Custom network configuration with cloud-init#

cloud-init may be used for custom network configuration of instances.

Before trying to use it, however, first determine which image source you are about to use as not all images have cloud-init package installed.

The images from the ubuntu and ubuntu-daily remotes are all cloud-init enabled. Images from the images remote have cloud-init enabled variants using the /cloud suffix.

cloud-init uses the network-config data to render the relevant network configuration on the system using either ifupdown or netplan depending on the Ubuntu release.

The default behavior is to use a DHCP client on an instance’s eth0 interface.

In order to change this you need to define your own network configuration using user.network-config key in the config dictionary which will override the default configuration (this is due to how the template is structured).

For example, to configure a specific network interface with a static IPv4 address and also use a custom nameserver use

config:
  user.network-config: |
    version: 1
    config:
      - type: physical
        name: eth1
        subnets:
          - type: static
            ipv4: true
            address: 10.10.101.20
            netmask: 255.255.255.0
            gateway: 10.10.101.1
            control: auto
      - type: nameserver
        address: 10.10.10.254

An instance’s rootfs will contain the following files as a result:

  • /var/lib/cloud/seed/nocloud-net/network-config

  • /etc/network/interfaces.d/50-cloud-init.cfg (if using ifupdown)

  • /etc/netplan/50-cloud-init.yaml (if using netplan)

Implementation Details#

cloud-init allows you to seed instance configuration using the following files located at /var/lib/cloud/seed/nocloud-net:

  • user-data (required)

  • meta-data (required)

  • vendor-data (optional)

  • network-config (optional)

The network-config file is written to by LXD using data provided in templates that come with an image. This is governed by metadata.yaml but naming of the configuration keys and template content is not hard-coded as far as LXD is concerned - this is purely image data that can be modified if needed.

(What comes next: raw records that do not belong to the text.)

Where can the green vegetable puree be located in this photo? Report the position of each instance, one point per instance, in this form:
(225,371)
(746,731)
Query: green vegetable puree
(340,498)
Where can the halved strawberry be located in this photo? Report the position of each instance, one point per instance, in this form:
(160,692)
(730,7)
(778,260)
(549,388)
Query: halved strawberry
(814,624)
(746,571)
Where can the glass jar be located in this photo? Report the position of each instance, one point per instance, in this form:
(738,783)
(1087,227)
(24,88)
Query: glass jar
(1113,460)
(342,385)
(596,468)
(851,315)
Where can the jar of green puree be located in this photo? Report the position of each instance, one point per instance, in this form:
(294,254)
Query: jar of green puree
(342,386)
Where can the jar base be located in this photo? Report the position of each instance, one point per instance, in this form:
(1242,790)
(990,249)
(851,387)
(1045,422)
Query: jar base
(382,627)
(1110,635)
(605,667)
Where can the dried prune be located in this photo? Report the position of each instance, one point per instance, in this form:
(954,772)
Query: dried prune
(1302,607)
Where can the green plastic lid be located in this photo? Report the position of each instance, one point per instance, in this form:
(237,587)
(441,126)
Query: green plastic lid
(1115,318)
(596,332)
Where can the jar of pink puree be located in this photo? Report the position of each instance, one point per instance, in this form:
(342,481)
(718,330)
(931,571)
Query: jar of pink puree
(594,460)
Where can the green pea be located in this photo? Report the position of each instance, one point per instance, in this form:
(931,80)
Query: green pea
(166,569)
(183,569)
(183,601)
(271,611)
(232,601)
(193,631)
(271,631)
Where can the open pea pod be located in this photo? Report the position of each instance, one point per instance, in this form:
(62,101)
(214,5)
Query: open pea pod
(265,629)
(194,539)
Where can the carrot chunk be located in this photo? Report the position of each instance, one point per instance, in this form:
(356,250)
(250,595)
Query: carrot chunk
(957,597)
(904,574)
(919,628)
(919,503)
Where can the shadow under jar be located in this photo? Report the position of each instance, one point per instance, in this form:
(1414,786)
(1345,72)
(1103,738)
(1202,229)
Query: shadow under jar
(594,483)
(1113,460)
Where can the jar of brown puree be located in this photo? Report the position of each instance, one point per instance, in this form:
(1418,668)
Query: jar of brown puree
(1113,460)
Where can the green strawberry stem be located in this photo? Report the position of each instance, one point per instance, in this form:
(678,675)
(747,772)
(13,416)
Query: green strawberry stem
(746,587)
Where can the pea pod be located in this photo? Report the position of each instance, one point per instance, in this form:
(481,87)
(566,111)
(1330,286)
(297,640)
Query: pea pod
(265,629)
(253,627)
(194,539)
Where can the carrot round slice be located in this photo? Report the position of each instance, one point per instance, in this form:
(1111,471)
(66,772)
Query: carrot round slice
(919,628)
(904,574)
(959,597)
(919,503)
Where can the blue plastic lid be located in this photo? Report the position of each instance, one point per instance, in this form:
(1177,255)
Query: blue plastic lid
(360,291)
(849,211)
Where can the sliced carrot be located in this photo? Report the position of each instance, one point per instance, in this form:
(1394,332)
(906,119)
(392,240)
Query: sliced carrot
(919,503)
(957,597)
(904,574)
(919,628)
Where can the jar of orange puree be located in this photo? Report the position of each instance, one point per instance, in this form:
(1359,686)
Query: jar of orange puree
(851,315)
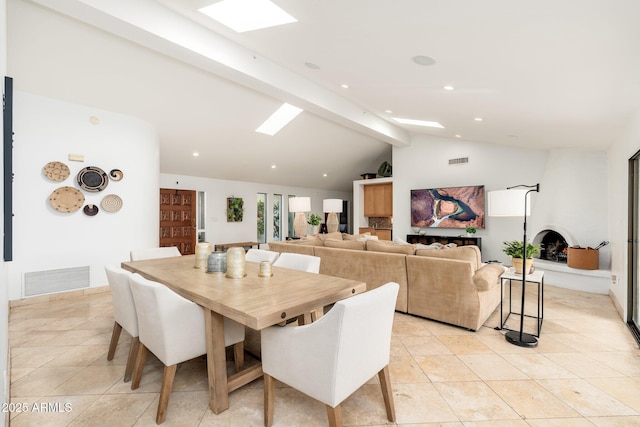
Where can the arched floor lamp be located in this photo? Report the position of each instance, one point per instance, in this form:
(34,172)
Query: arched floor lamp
(508,203)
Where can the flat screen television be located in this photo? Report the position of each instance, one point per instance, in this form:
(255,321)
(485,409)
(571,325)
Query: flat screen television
(448,207)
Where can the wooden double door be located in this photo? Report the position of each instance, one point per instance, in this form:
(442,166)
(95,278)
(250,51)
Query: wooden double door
(178,219)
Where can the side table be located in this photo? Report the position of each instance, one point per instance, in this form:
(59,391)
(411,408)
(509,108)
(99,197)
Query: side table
(536,277)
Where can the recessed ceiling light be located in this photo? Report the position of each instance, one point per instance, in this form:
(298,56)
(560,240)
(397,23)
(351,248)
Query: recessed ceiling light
(425,123)
(423,60)
(279,119)
(247,15)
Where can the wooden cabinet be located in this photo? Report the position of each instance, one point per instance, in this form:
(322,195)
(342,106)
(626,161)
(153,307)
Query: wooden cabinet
(378,200)
(458,240)
(382,234)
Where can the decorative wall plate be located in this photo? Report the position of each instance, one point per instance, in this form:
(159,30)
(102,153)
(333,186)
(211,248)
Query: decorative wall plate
(92,179)
(90,210)
(56,171)
(66,199)
(111,203)
(116,174)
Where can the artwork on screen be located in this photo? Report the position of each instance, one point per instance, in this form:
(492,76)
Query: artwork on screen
(448,207)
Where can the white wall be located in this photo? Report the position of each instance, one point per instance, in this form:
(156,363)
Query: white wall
(218,230)
(44,239)
(425,164)
(619,153)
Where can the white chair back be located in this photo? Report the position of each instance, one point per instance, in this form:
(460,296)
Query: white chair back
(124,309)
(259,255)
(308,263)
(153,253)
(350,344)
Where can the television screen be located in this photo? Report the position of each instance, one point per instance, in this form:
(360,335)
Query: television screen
(449,207)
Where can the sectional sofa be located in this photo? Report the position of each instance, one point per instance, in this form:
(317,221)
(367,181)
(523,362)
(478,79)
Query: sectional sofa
(450,285)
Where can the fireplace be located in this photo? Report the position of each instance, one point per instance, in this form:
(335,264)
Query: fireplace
(553,245)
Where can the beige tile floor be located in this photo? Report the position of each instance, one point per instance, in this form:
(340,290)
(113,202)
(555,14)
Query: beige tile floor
(585,372)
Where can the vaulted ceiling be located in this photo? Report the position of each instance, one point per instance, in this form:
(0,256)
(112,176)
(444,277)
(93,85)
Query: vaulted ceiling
(539,74)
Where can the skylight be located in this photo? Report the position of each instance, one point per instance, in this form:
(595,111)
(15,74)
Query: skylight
(425,123)
(279,119)
(247,15)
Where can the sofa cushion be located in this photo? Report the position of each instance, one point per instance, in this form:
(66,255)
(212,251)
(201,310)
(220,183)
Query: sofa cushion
(388,246)
(488,276)
(345,244)
(330,236)
(463,253)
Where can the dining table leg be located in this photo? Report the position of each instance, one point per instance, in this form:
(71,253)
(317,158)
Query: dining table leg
(216,362)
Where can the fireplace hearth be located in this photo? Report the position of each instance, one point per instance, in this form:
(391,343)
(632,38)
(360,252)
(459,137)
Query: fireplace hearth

A default cloud-init-network.tpl provided with images from the “ubuntu:” image source looks like this:

{% if config\_get("user.network-config", "") == "" %}version: 1
config:
    - type: physical
      name: eth0
      subnets:
          - type: {% if config_get("user.network_mode", "") == "link-local" %}manual{% else %}dhcp{% endif %}
            control: auto{% else %}{{ config_get("user.network-config", "") }}{% endif %}

The template syntax is the one used in the pongo2 template engine. A custom config_get function is defined to retrieve values from an instance configuration.

Options available with such a template structure:

  • Use DHCP by default on your eth0 interface;

  • Set user.network_mode to link-local and configure networking by hand;

  • Seed cloud-init by defining user.network-config.